Tort law allows various types of compensation for personal injuries sustained in motor vehicle accidents (see “Pecuniary Damages vs. Non-Pecuniary Damages”). Losses of income, medical expenditures, valuable services, etc., are all pecuniary types of damages that courts will indemnify when suffered by the victim. Pain, suffering and loss of amenities of life, or non-pecuniary damages, will also be assessed and compensated where they are demonstrated. The Supreme Court of Canada has already addressed the challenges associated with non-pecuniary general damages and explained why it capped them at $100,000 in January 1978 (see “Pecuniary Damages vs. Non-Pecuniary Damages”).
Minor Injury Cap – 2003
In 2003, the New Brunswick Legislature enacted provisions to extend a similar philosophy to physical conditions felt to be of minor effect in relation of motor vehicle accidents, allowing the capping of damages in certain situations (Insurance Act, RSNB 1973, c. I-12, s. 265.21):
265.21 (1) In this section “soft tissue injury” and “minor personal injury” shall be as prescribed and defined in the regulations.
(3) In an action for damages arising out of an accident, the amount recoverable as damages for the non-pecuniary loss of the plaintiff for minor personal injury shall not exceed the amount set out in the regulations.
(4) This section applies only to accidents occurring on or after the commencement of this section.
As can be quickly gleaned from the text, the authority is limited to ‘non-pecuniary loss’ sustained after 2003. Thus, the authority of the Lieutenant-Governor does not extend to heads of damages that are pecuniary and courts would continue to apply the principles as already formulated (see “Pecuniary Damages vs. Non-Pecuniary Damages”).
As provided in the Act, a regulation was adopted shortly thereafter (Injury Regulation — Insurance Act, NB Reg. 2003-20) limiting the amount recoverable as non-pecuniary damages in relation to minor personal injuries sustained in motor vehicle accidents. It defined ‘minor personal injury’ and capped the recoverable amount to $2,500. Although tribunals regularly awarded amounts of non-pecuniary general damages below the threshold prior where injuries had little to no effect on the victims (see Martin v. LeBlanc (1991), 117 NBR (2d) 436 (QB—$2,000); Basin v. Plourde, 1993 CanLII 3303 (QB—$1,500); Kelloway (Litigation Guardian) v. Landry (1994), 155 NBR (2d) 326 (QB—$1,000); Chiasson v. LeBreton, 2007 NBQB 104 ($1,000)), the regulatory changes rationalized and generalized the practice.

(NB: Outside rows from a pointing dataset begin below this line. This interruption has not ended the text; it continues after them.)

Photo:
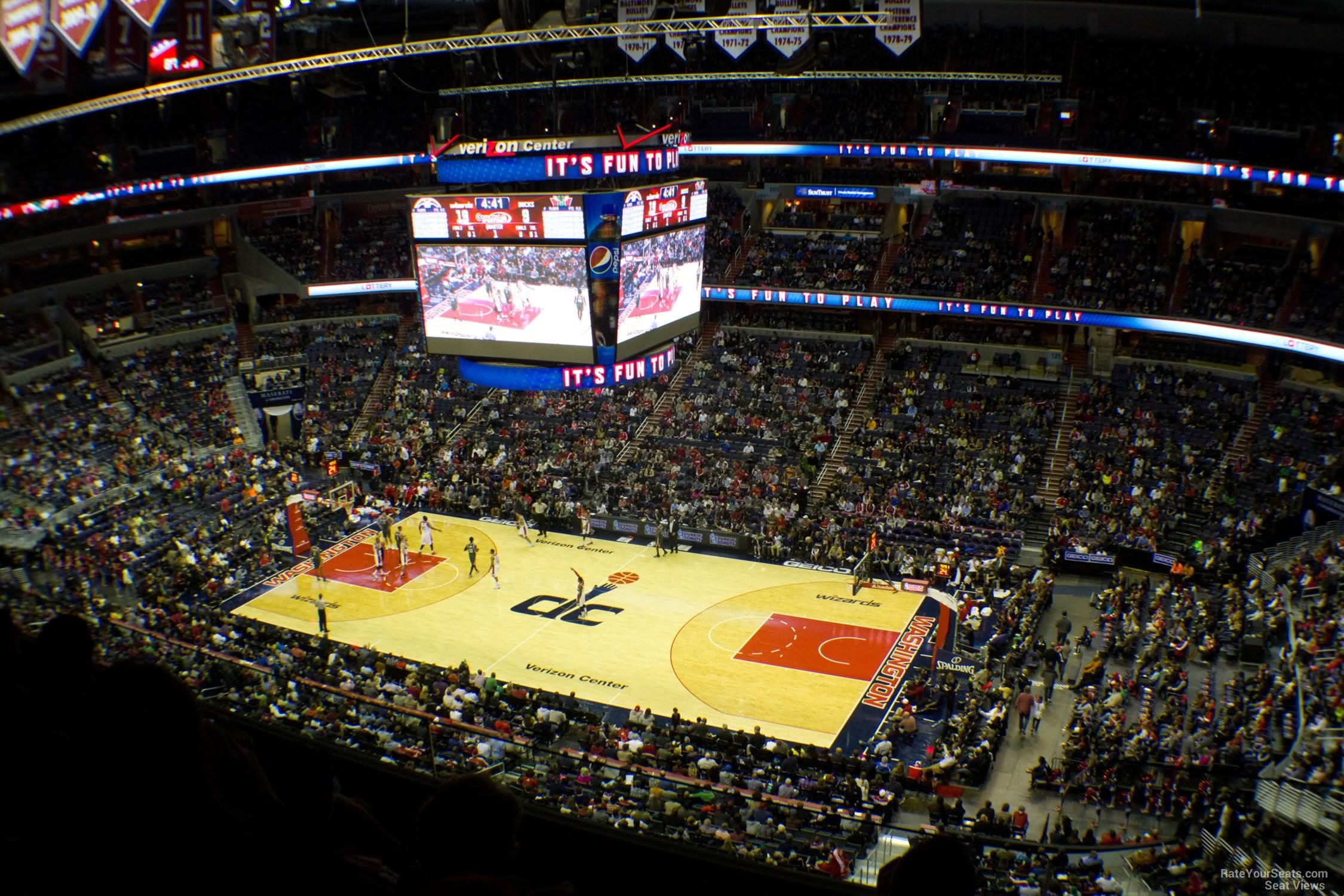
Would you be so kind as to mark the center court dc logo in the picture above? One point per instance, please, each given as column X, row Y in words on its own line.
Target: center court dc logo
column 601, row 260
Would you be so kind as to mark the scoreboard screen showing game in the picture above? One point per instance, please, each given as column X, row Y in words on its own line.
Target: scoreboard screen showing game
column 504, row 218
column 660, row 289
column 651, row 208
column 520, row 303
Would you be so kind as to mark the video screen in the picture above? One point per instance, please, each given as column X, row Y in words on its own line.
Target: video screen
column 524, row 303
column 660, row 289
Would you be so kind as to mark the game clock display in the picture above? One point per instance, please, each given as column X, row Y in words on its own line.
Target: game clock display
column 651, row 208
column 503, row 218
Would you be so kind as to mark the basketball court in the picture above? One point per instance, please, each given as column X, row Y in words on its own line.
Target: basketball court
column 739, row 643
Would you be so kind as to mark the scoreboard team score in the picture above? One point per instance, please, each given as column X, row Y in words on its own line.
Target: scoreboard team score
column 471, row 218
column 665, row 206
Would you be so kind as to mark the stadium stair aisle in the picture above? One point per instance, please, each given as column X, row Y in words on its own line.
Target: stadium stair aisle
column 858, row 417
column 1291, row 301
column 889, row 256
column 1180, row 289
column 246, row 343
column 702, row 348
column 1239, row 453
column 730, row 276
column 1041, row 285
column 1057, row 450
column 383, row 385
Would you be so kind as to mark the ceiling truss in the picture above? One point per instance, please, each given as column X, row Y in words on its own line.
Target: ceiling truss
column 701, row 77
column 464, row 44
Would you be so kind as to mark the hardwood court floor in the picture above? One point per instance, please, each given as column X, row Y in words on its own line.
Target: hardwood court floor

In 2003, the Injury Regulation, supra, defined ‘minor personal injury’ as “an injury that does not result in (a) permanent serious disfigurement, or (b) permanent serious impairment of an important bodily function caused by continuing injury which is physical in nature”. A ‘serious impairment’ was also defined as “an impairment that causes substantial interference with a person’s ability to perform their usual daily activities or their regular employment”. Thus, except to limit its application to injuries that are ‘physical in nature’, the Injury Regulation, supra, did not expressly identify a pathology, speaking of the effect of an injury on ‘usual daily activities’ or ‘regular employment’. Arguably, psychiatric injuries were not captured by the definition.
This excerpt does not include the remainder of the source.